Yes of course but for very short time. In the scenario you want to discuss the person’s body will be ripped apart but before getting ripped he will be feeling a huge pain due to gravitational pulling. The molecule in his body will be pulled by gravity and person will disintegrate.

Feeling needs to be defined. Do you feel gravity while standing on earth? Say yes. We are used to this feeling. We are not used to free fall, so, we will feel the free fall. Because that will be a feeling very different from what we are used to, so, we will feel lack of the feeling that we are so used to. Meaning we will feel it.

Will we feel it as acceleration - No! Because all parts of our body move together at same speed all the time.

Will we feel differently while falling free on two very different planets - No. Because on both planets, all parts of our body move together at same speed all the time. Though that speed will be different on the two planets, but same for all parts of the body in both cases.

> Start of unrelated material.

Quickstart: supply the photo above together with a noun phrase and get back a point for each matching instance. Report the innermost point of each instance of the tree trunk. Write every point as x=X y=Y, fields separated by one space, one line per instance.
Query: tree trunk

Proximity of a black hole (spaghettification) would be felt painfully.

There are two cases:

1. Free falling towards Earth, you would feel nothing special, like no force was acting on you. You are on a geodesic, and you feel as if no force was acting on you. Why? Let's disregard atmosphere. If you let two objects fall to Earth, they will arrive at the same time. Why? Because in the geodesic equation, the only thing that matters is the acceleration they will feel, their masses do not matter. Now your body is made up of different parts, that have different weight, so they should not move at different speeds towards Earth (disregarding atmosphere), so you will feel as if you were floating.

2. Free falling into a black hole. Now it is a common misconception that you will feel something when you cross the EH, but in reality, you will not even notice you crossed it. Spaghettification depends on the type of balck hole as you see in the comments.

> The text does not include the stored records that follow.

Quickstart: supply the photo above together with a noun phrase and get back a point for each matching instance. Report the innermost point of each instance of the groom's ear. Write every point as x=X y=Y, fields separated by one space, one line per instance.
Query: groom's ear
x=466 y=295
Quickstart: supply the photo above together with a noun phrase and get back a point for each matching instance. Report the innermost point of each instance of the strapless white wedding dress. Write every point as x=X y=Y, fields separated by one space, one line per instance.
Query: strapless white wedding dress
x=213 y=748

• Your number 1 seems to suggest that due to the nature of geodesics, bodies shouldn't be able to experience tidal forces. I know nothing about geodesics, but that doesn't seem correct to me. "If you let two objects fall to Earth, they will arrive at the same time." Only if you release them from the same location; which on a body made of multiple parts, would literally be impossible. – JMac Jul 8 '19 at 18:51

Generally speaking, because it is not an inertial frame of reference, you could at least tell that the field was accelerating you (at least if you could see something as a reference point like a nearby satellite or something). Now as for whether or not you would actually feel anything, that opens an entirely new can of worms. The basic "intuition" (I use quotes because this is going to be somewhat of a blasphemous portrayal of GR) for general relativity is that in 4D space-time, objects want to move on their geodesics, or "path of least resistance." In this case, that would be unobstructed motion through the gravitational field, so you would feel exactly the same as if you were weightless on the space station, or as if you were falling. They are in fact the same basic principle, which is that in a gravitational field if there is nothing to impede your path, you will exist in a state of "free-float" essentially weightlessness until you are prevented from continuing to move along the geodesic (say by a planet). Now does the sensation of weightlessness count as feeling the field? You would not feel a "pulling" force as if you where on Earth or some other planet, that is for certain, however you would probably still be aware of the acceleration.